Planning for the three-day festival usually starts with a wrap-up meeting a month after the previous event, he said, followed by 3-4 general meetings. The timing of the festival is different every year, to not conflict with Husky football games. The festival added the church parking lot as event space in the mid-‘80s, and on-street parking in Montlake is restricted during football games.

“And that would just exacerbate the problem if we couldn’t have on-street parking, as well as off-street parking,” Plumis said.

This year’s festival will take place noon - 9 p.m. Friday, Sept. 20; 10 a.m. to 9 p.m. Saturday, Sept. 21 and noon - 7 p.m. on Sunday, Sept. 22. St. Demetrios Church is at 2100 Boyer Ave. E. There will be shuttle buses from Seattle Prep and Montlake Elementary, as well as from the UW light rail station, on Saturday and Sunday.

Traditional Greek food offered at the festival include lamb sandwiches, gyros, calamari, souvlaki, spanakopita, soups and salads.

Homemade pastries, such as baklava, are a big draw, and volunteers have spent the past few month preparing them. They are frozen, and then cooked over the weekend of festival.

“It’s a huge volunteer effort, let alone for those three days that we ask people to help as much as possible,” Plumis said. “The older ladies have been cooking for a number of years, and they really are seasoned in what they’re doing.”

Festival-goers can sample a number of offerings by purchasing tokens to exchange for the food items. Plumis has run the token booth since 1991.

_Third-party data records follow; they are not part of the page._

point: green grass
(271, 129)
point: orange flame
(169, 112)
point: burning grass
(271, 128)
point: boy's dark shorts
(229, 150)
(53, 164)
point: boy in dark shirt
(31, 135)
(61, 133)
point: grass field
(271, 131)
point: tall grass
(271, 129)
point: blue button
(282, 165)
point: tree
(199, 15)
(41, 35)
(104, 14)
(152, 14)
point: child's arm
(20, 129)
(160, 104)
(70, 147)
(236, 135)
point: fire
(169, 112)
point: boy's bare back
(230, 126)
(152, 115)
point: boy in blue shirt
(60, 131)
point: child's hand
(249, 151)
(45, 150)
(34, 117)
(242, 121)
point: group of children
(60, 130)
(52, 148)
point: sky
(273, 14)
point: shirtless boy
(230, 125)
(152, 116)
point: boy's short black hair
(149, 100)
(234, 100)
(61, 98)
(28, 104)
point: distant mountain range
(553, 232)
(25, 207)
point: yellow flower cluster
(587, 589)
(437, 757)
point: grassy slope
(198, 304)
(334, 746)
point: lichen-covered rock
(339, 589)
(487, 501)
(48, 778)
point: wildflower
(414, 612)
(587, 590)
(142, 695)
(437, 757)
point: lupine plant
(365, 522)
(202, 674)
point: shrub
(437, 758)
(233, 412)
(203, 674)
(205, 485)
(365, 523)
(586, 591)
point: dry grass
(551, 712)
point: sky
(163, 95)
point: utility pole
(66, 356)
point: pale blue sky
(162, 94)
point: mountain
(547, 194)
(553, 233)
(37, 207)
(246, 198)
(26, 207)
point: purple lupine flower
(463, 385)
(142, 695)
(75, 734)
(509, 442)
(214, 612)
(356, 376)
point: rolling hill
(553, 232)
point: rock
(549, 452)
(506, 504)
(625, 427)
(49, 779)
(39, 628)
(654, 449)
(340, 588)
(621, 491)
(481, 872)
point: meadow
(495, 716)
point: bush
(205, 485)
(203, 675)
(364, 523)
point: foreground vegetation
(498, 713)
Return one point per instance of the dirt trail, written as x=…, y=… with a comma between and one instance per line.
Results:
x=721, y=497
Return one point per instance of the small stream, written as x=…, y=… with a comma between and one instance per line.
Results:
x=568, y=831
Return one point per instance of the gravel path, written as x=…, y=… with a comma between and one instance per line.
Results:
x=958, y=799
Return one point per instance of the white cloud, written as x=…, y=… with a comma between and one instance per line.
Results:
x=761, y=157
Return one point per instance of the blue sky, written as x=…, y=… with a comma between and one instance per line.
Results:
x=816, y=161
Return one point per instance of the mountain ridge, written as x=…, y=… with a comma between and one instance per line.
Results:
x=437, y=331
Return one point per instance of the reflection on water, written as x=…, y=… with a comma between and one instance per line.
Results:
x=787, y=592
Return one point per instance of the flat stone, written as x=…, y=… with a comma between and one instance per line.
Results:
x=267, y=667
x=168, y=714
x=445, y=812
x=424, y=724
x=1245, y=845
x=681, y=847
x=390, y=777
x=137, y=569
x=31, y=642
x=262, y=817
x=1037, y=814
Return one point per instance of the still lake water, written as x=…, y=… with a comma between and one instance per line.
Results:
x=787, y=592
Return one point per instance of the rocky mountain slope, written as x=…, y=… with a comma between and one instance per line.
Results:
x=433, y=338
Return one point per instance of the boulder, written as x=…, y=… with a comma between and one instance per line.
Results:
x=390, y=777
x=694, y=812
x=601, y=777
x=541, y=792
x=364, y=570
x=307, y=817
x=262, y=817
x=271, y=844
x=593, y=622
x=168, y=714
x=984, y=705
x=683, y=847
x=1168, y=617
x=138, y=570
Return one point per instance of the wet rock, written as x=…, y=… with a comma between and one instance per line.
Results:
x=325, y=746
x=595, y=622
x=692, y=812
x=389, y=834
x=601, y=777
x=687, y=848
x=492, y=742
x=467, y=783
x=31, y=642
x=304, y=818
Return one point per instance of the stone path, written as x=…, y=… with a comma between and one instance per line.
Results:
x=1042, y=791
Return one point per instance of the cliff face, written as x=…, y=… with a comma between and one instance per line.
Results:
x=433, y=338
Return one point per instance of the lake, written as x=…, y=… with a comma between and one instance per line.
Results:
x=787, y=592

“That’s my little niche,” said Plumis, who festival-goers may see more than once if they run out of tokens. “It doesn’t matter where you go; you think you’re going to have enough variety that you think you can sample this or that, but once you’re there you realize there are so many more things to try.”

There are also three cafes during the festival, and sit-down meals are served in the dining hall noon to 8 p.m. Friday and Saturday, and noon to 7 p.m. on Sunday.

Greek wine and beers will be available all weekend in the taverna, which will have televisions tuned into weekend sporting events.

There will also be a kids booth for playing traditional Greek games, church tours, arts and crafts and a bookstore.

The St. Demetrios Greek Dance Groups have been a part of the church’s cultural recreational ministry program for four decades. Youth meet every Monday night from September to May to practice and learn new dances.

“Once a year there’s a little competitive aspect of it in California down in February, but the primary focus is to keep them in tune with their culture,” Plumis said.

St. Demetrios works hard to secure as many volunteers as possible for the festival, but a portion of proceeds do end up going toward operating the event, Plumis said. Leftover funds support Boyer Clinic and the Jubilee Women’s Center, he said, as well as “big-ticket” maintenance items that arise at the old church.